Lines 38-45 check to see if the ACS Swarm cluster is ready for us to issue commands. If the check fails, I.E. the cluster isn’t ready, the script will wait 45 seconds and retry. The reason this section was added in is after ACS Swarm deployment completes, there is about 5 minutes worth of time between when you can actually open an ssh tunnel and issue commands. If you try to issue commands prior to the cluster being ready, the commands will fail as no Docker nodes will be available. I discovered this while working with these scripts through CI/CD tools. More on that to come in our final post…

# Check for ACS Cluster Node availability, if errors, try again up to 5 times - only necessary if ACS Cluster was recently deployed
	until [ $n -ge 5 ]
		docker info | grep 'Nodes: [1-9]' &>/dev/null && echo "Swarm cluster is ready..." && break
		n=$((n+1)) &>/dev/null && echo "Swarm cluster is not ready. Retrying in 45 seconds..."
		sleep 45

Lines 47-55 were borrowed from Docker’s own script as a way to allow us to call docker commands directly from an ENTRYPOINT script. This section captures our command and stores it in ‘$@’.

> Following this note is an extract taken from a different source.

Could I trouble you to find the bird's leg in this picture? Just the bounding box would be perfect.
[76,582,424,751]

# Docker check if first arg is `-f` or `--some-option`
	if [ "${1:0:1}" = '-' ]; then
		set -- docker "$@"

# If our command is a valid Docker subcommand, invoke it through Docker instead - (this allows for "docker run docker ps", etc)
	if docker help "$1" &>/dev/null; then
		set -- docker "$@"

Finally, lines 56-68 remind us where we can view our web applications deployed to our ACS cluster and execute the supplied command. As a reminder of our example above, we supplied ‘docker run -d –name docker-nginx -p 80:80 nginx’ as our command; this section is the execution part, again with retry logic written in. I also added in an echo to confirm back to us which command was executed. Both the execution and echo is handled by line 64, specifically.

# Out to end user and execute docker command
	echo "Reminder: Your web applications can be viewed here: $agents_fqdn"
	sleep 5
	echo "Executing supplied Swarm command: '$@'"
	# Retry logic for executing command
	until [ $n -ge 5 ]
		eval "$@" && echo "'$@' completed"  && break
		n=$((n+1)) &>/dev/null && echo "Retrying '$@'in 5 seconds..."
		sleep 5
	exit $?

Just to recap, the scripts shown here and those found in my ACS Swarm repo have been modified for use outside of a CI/CD tool, but our final post will review how you can tie all of this up and for use with CI/CD tools like Codeship Pro, Jenkins, VSTS, etc. In part 3 of this series, I will talk about how you can use these scripts in conjunction with a CI/CD tool as a means of incorporating DevOps best practices (IaC and Automation), which again, would the the primary use case for everything I have detailed here.